SimpleTableProvider is a ready-made implementation for the common case of "I have a schema and a function that returns an ArrowReader".

Each call to scan(BufferAllocator) must return a fresh, independent ArrowReader so that queries which touch the table more than once (self-joins, UNION ALL, repeated reads) work correctly. The returned reader is closed by the framework when the stream ends.

The schema returned by schema() is captured once at registration time. Every batch produced by every ArrowReader returned from scan(BufferAllocator) must conform to it; a mismatch fails the query.

  • Method Summary

    Modifier and Type
    Method
    Description
    org.apache.arrow.vector.ipc.ArrowReader
    scan(org.apache.arrow.memory.BufferAllocator allocator)
    Open a fresh batch stream for this table.
    org.apache.arrow.vector.types.pojo.Schema
    The fixed schema of this table.
  • Method Details

    • schema

      org.apache.arrow.vector.types.pojo.Schema schema()
      The fixed schema of this table. Called once, at registration time.
    • scan

      org.apache.arrow.vector.ipc.ArrowReader scan(org.apache.arrow.memory.BufferAllocator allocator)
      Open a fresh batch stream for this table. Called once per physical scan of the table — a single query may invoke this more than once (self-joins, UNION ALL over the same table, etc.).

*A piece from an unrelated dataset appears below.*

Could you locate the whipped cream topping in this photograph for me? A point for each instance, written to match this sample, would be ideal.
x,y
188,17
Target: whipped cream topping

      Each invocation MUST return an independent ArrowReader. The reader's schema MUST equal schema(). The reader's buffers MUST be allocated from allocator (or from a child of it) — the framework needs the reader's allocator hierarchy to share a root with the one it passes here. The allocator contract mirrors the one on ScalarFunction.evaluate(org.apache.arrow.memory.BufferAllocator, org.apache.datafusion.ScalarFunctionArgs).